Mild malnutrition as well as impaired pancreatic endocrine/exocrine function are commonly observed in patients with AIP and pancreatic carcinoma. In our study, we also found that mild anemia occurred in both AIP and PAC group, with more frequent decrease and lower level of hemoglobin observed in patients with AIP. Taking the histopathological features of type1 AIP into consideration, it is reasonable to speculate that autoimmunity plays a role in anemia in patients with AIP. In recent years, autoimmune hemolytic anemia (AIHA) has been reported to coexist with AIP, IgG4-related sclerosing cholangitis (IgG4-SC), primary sclerosing cholangitis (PSC) and other autoimmune disorders[3740]. We hypothesize that in patients with type 1 AIP, chronic erythrocyte-lysis and hemolytic process take place in the same way in which AIHA is developed. Thus, increased IgG antibodies, especially IgG1 and IgG3, bound to erythrocyte membranes might be identified by IgG Fc receptors of phagocytes and phagocytized. Then the complement activation process ultimately leads to erythrocyte lysis and mild anemia[39]. In respect that IgG4 is known to be incapable of complement activation [41], it may be other IgG members but not IgG4 which contribute to the development of IgG4-related anemia or AIHA. As for the patients with IgG4- related tubulointerstitial nephritis (TIN), mild normochromic normocytic anemia may result from kidney function abnormalities[42, 43].

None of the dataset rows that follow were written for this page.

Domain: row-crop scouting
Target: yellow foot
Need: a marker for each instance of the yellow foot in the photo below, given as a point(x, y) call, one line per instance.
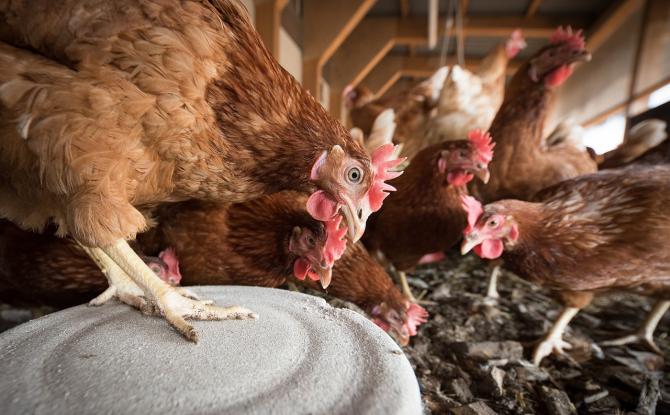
point(548, 346)
point(645, 339)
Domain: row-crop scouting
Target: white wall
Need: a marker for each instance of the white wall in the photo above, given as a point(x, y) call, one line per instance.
point(290, 55)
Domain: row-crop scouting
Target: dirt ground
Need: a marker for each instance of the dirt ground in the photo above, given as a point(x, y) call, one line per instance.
point(472, 358)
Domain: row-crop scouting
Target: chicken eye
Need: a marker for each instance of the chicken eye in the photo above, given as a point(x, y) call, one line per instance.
point(354, 175)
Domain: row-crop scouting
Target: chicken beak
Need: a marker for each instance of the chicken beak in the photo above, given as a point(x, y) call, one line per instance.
point(325, 275)
point(355, 219)
point(469, 242)
point(484, 175)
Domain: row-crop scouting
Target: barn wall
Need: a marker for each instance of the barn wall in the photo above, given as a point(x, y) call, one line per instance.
point(601, 84)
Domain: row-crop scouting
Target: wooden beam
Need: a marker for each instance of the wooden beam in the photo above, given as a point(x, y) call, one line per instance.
point(532, 8)
point(268, 23)
point(404, 8)
point(411, 31)
point(326, 25)
point(621, 107)
point(433, 16)
point(610, 22)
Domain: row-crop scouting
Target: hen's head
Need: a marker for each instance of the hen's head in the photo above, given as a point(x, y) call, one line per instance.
point(553, 64)
point(317, 250)
point(488, 230)
point(399, 318)
point(356, 97)
point(165, 266)
point(351, 186)
point(462, 160)
point(515, 43)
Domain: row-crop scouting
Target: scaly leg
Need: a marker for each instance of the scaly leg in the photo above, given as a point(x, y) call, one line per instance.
point(405, 287)
point(492, 288)
point(644, 334)
point(120, 285)
point(173, 305)
point(553, 341)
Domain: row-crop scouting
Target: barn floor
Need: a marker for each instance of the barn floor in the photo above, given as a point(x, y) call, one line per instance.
point(455, 368)
point(472, 359)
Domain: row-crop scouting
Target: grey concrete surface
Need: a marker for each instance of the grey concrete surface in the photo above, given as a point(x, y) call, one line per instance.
point(300, 357)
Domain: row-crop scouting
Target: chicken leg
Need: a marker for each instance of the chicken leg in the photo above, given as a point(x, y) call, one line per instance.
point(644, 334)
point(553, 341)
point(172, 305)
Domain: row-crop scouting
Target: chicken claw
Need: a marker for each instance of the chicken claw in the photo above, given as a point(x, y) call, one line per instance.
point(553, 341)
point(645, 334)
point(169, 301)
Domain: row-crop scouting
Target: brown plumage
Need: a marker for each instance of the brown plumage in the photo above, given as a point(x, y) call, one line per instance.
point(525, 163)
point(469, 99)
point(412, 107)
point(109, 108)
point(424, 215)
point(43, 269)
point(249, 244)
point(645, 143)
point(592, 234)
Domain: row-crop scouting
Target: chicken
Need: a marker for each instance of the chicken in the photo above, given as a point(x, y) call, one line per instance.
point(638, 143)
point(582, 237)
point(46, 270)
point(424, 215)
point(109, 109)
point(524, 162)
point(228, 252)
point(469, 100)
point(412, 108)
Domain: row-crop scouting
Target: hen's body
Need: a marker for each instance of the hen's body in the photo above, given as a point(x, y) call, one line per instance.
point(139, 103)
point(109, 108)
point(423, 216)
point(597, 232)
point(525, 162)
point(244, 243)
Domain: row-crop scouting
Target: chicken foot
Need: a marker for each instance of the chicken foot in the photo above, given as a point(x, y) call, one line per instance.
point(120, 287)
point(553, 341)
point(645, 333)
point(174, 306)
point(123, 288)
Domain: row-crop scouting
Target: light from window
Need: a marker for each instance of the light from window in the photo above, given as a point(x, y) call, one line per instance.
point(658, 97)
point(607, 135)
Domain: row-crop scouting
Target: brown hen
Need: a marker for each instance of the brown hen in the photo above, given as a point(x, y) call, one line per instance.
point(585, 236)
point(109, 108)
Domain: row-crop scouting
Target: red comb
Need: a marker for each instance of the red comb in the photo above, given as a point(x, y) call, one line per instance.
point(335, 240)
point(474, 210)
point(416, 315)
point(515, 43)
point(483, 144)
point(382, 161)
point(575, 40)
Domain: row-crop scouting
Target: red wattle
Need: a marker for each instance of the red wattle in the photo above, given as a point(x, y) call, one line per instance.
point(321, 207)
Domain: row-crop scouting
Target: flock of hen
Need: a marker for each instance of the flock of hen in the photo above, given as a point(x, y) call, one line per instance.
point(166, 128)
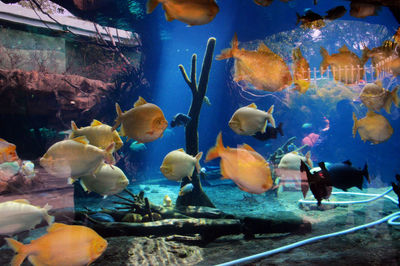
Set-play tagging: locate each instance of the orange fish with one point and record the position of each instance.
(63, 245)
(8, 152)
(301, 71)
(145, 122)
(262, 67)
(247, 168)
(192, 12)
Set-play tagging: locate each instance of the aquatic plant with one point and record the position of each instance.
(197, 197)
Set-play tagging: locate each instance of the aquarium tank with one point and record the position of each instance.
(199, 132)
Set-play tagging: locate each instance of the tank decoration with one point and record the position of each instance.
(210, 223)
(197, 197)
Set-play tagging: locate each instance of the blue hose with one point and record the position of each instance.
(390, 219)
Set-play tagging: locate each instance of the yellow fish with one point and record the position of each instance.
(145, 122)
(75, 157)
(98, 134)
(244, 166)
(375, 97)
(8, 152)
(346, 67)
(191, 12)
(20, 215)
(262, 67)
(301, 71)
(373, 127)
(249, 120)
(108, 180)
(63, 245)
(177, 164)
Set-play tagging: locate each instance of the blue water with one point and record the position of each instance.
(275, 24)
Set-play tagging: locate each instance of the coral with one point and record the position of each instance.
(197, 197)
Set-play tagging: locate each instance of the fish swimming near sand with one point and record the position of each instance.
(73, 158)
(98, 134)
(145, 122)
(178, 164)
(243, 165)
(8, 151)
(373, 127)
(72, 245)
(264, 69)
(19, 215)
(191, 12)
(180, 120)
(249, 120)
(270, 133)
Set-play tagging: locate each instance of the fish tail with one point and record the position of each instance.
(151, 5)
(280, 130)
(365, 173)
(228, 52)
(355, 126)
(20, 249)
(215, 151)
(198, 157)
(118, 119)
(49, 219)
(395, 97)
(108, 157)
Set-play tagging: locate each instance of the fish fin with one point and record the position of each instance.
(119, 116)
(215, 151)
(246, 147)
(263, 48)
(355, 126)
(365, 173)
(20, 249)
(308, 159)
(140, 101)
(55, 227)
(198, 157)
(81, 139)
(395, 97)
(347, 162)
(252, 105)
(95, 123)
(74, 127)
(151, 5)
(49, 219)
(228, 52)
(24, 201)
(344, 49)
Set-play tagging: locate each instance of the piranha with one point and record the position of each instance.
(346, 67)
(191, 12)
(375, 97)
(98, 134)
(180, 120)
(177, 164)
(270, 133)
(249, 120)
(72, 245)
(108, 180)
(244, 166)
(75, 157)
(301, 71)
(145, 122)
(19, 215)
(373, 127)
(8, 151)
(310, 20)
(264, 69)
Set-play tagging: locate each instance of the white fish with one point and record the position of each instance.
(19, 215)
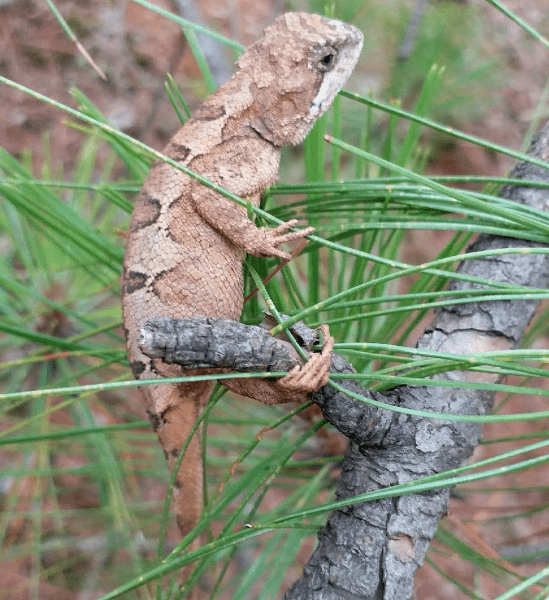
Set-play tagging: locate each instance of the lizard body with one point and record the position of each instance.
(187, 242)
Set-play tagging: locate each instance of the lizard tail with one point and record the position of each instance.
(173, 426)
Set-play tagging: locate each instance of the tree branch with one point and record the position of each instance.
(372, 550)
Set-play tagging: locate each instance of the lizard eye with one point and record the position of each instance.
(327, 60)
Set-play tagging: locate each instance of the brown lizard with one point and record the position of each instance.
(187, 242)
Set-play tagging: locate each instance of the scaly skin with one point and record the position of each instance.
(187, 242)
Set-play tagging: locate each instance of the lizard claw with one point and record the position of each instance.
(270, 240)
(313, 374)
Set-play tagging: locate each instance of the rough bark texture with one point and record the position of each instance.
(372, 550)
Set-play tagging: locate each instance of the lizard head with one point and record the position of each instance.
(295, 71)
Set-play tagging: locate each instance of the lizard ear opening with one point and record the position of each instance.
(327, 60)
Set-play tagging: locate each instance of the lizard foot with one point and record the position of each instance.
(313, 374)
(266, 242)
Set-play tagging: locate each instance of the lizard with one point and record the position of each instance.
(186, 242)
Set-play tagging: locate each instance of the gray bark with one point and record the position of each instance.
(371, 551)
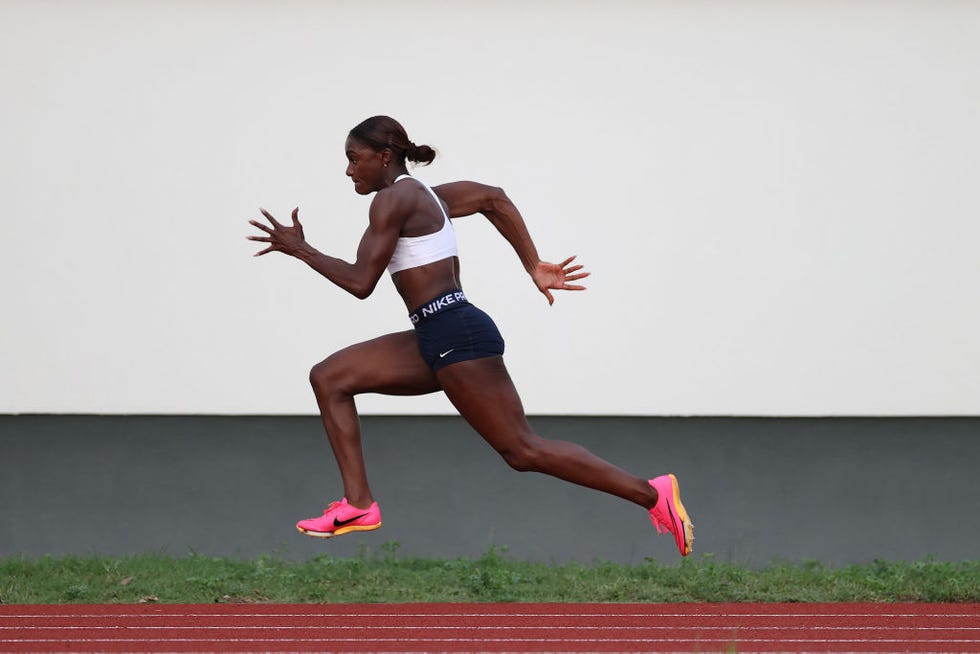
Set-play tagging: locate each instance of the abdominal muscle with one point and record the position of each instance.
(420, 284)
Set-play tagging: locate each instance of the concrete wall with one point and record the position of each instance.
(777, 199)
(837, 490)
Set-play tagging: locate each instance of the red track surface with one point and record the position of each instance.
(493, 627)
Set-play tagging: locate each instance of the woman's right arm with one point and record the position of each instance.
(468, 198)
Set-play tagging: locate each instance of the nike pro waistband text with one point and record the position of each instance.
(440, 303)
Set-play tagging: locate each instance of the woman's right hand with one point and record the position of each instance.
(288, 239)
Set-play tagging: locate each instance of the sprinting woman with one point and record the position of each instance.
(453, 346)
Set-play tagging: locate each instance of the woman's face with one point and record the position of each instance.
(365, 166)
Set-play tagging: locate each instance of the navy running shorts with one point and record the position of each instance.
(450, 329)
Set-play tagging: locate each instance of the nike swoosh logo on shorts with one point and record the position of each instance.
(341, 523)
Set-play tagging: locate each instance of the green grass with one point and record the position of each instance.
(385, 576)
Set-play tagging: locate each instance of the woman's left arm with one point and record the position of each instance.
(373, 253)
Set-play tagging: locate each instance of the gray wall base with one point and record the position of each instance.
(837, 490)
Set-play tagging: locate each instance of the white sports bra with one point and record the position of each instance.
(414, 251)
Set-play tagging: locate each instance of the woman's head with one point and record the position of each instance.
(381, 132)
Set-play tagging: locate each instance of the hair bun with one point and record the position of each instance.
(422, 154)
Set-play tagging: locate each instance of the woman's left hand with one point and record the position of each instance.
(288, 239)
(555, 276)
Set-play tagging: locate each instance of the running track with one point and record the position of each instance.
(493, 627)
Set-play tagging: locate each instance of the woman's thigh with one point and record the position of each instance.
(390, 365)
(483, 393)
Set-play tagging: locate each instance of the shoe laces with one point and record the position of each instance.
(659, 520)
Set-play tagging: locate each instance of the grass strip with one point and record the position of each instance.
(384, 576)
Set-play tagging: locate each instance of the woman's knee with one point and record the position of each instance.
(525, 455)
(328, 376)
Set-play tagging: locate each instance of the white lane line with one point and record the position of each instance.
(486, 640)
(489, 615)
(481, 628)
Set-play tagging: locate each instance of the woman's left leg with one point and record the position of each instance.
(483, 393)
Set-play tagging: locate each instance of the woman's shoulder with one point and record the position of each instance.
(399, 199)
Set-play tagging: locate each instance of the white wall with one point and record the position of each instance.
(777, 199)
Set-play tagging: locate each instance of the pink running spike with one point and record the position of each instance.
(669, 513)
(341, 518)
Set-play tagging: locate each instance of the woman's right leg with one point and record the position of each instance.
(390, 365)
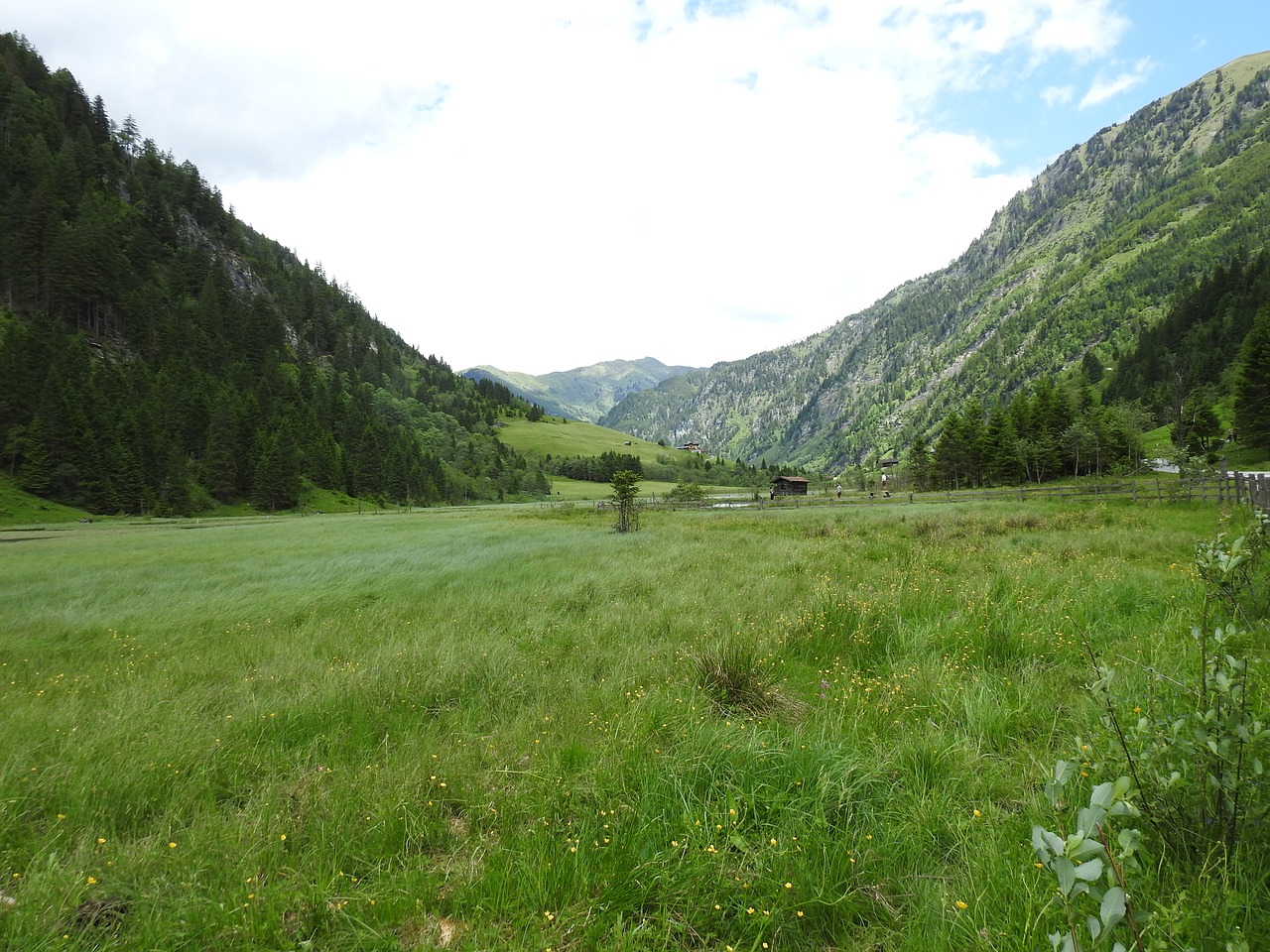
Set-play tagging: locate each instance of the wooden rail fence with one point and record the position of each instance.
(1250, 489)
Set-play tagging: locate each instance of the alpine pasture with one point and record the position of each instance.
(512, 728)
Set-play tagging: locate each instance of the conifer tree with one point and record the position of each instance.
(1252, 388)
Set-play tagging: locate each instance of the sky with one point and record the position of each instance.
(544, 184)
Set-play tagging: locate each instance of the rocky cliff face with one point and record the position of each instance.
(1080, 259)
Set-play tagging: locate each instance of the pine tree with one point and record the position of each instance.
(1252, 386)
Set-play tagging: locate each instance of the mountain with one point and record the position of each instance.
(1080, 262)
(584, 393)
(159, 357)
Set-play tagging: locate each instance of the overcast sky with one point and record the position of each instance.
(543, 184)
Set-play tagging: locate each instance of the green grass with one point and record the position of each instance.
(494, 729)
(575, 438)
(19, 508)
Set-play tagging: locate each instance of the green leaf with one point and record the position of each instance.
(1089, 870)
(1102, 796)
(1066, 874)
(1093, 925)
(1112, 909)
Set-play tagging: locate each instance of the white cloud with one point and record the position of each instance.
(1058, 95)
(541, 185)
(1105, 87)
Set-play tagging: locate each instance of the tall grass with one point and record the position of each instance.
(494, 729)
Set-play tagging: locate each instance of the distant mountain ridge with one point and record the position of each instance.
(1080, 261)
(584, 393)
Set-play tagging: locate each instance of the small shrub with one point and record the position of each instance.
(737, 682)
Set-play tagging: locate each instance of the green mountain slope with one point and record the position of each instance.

The limitation of this study may come in four ways. Firstly, diagnosis of AIP was based on ICDC[3], which means that AIP patients were not always confirmed by histopathological examination. Patients with AIP ultimately progressing to pancreatic carcinoma or cases where AIP coexisted with pancreatic carcinoma were reported[44]. Thus, we cannot absolutely rule out the occult pre-malignancy and malignancy in AIP patients without histological and extensive follow up. Secondly, in our single-center retrospective study, the serum IgG4 levels of patients enrolled before 2011 were not available. Thus, further validations for our study by adopting or comparing with serum IgG4 levels are needed. Thirdly, we recruited only the type 1 AIP into AIP group and pancreatic adenocarcinoma into pancreatic carcinoma group. Actually, for type 2 AIP, serological investigation is more urgently needed because of limited values of autoimmune markers and IgG4. Further study is needed to investigate the diagnostic parameters to discriminate type 2 AIP from pancreatobiliary malignancy. Also, as a retrospective study we enrolled only 25 patients in the AIP group, which is relatively a small sample. Lack of healthy controls and other pancreatic disease controls such as chronic pancreatitis in our study might cause overestimation of the quality of the tests in disease with low prevalence[45]. Large-scale, multi-centered prospective trials are needed to confirm the results of this study in the future.

Conclusion

In this study, we reported serological characteristics of AIP and described a strategy of differential diagnosis at an early phase by using a combination of four serological markers. Elevated serum eosinophil and globulin levels together with decreased hemoglobin level can be used as a preoperative indicator for AIP and can help to avoid unnecessary operation. Multi-center collaboration is needed so as to recruit an adequate sample of subjects and obtain stable and convincing results. Also, the mechanisms of extensive anemia presented in patients with AIP need further investigation, which may implicate the pathogenesis of AIP in a serological aspect.

Supporting information

S1 File. Abbreviations.

Abbreviations for the repeated terms.

(DOCX)

S2 File. STROBE_checklist_PONE_S_16_46884.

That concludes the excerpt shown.